According to analyst firm S3 Partners, Beyond Meat is currently one of the most declining stocks on the market. Short positions account for 37 percent of the company’s freely traded shares, the highest among the shares included in the Russell 1000 index.
That ratio rose to 26 percent in October, according to Acesparks. Investors have stepped up bets against Beyond Meat, worried about declining sales and a declining pace for plant-based meat producers.
Beyond Meat did not immediately respond to a request for comment on the trend.
Beyond Meat shares have fallen more than 30 percent since October, when the company cut its third-quarter earnings outlook.
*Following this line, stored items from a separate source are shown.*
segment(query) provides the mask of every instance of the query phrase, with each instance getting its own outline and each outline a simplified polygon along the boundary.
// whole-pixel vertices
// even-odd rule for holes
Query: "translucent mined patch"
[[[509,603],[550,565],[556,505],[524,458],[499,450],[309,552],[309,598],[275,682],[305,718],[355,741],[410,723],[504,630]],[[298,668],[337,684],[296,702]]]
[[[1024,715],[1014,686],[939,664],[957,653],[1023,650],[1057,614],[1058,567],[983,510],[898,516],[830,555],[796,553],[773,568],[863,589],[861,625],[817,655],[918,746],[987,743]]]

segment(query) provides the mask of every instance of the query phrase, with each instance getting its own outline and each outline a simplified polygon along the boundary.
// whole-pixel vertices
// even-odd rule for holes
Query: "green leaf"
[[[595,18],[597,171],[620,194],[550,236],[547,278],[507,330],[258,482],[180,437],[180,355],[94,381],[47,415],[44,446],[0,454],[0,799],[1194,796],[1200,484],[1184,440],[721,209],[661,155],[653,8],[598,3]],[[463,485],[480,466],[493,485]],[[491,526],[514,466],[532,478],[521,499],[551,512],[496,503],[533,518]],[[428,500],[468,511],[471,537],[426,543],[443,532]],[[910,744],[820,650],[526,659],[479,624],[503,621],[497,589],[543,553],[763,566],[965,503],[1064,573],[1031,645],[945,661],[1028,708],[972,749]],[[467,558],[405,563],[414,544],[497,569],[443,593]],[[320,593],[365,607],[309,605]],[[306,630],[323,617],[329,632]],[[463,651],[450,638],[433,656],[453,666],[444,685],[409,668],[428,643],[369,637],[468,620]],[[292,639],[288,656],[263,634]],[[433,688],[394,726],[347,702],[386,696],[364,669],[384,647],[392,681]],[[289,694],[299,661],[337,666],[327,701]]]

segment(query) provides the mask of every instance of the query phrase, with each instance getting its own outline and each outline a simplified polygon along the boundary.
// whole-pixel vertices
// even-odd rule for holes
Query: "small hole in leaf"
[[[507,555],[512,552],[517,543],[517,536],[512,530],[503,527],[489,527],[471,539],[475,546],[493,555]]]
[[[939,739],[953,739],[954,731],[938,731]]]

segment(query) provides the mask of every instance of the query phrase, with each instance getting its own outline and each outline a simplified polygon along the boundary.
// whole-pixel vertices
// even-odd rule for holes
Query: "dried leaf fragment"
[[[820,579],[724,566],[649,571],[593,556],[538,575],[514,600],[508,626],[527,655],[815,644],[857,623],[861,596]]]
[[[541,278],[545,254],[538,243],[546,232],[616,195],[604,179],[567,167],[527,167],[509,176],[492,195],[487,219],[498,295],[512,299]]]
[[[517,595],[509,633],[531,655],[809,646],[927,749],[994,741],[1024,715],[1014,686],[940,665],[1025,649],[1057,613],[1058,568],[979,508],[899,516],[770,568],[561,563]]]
At the time, the company spoke of the negative consequences of the COVID-19 pandemic, delayed shipments and ongoing labor shortages.
Beyond Meat shares have fallen more than 40 percent in the past 12 months.
Shares of Beyond Meat fell sharply in November after the company reported losses of more than $ 54.8 million in the quarter and sales were lower than Wall Street expected.
According to Jim Chanos, a noted short seller, the slowdown in sales growth is the main reason for the increase in bets against Beyond Meat.
According to Chanos Financial Times, investors expected an improvement in the number of plant-based meat companies as they became more consumer-friendly.
“The problem with the Beyond Meat case is that it stopped,” Chanos said. “It’s the opposite of truth and hope.”
Beyond Meat has continued to form new partnerships in recent months. This week, KFC added a limited amount of plant-based “In addition to Roast Chicken” to its menu.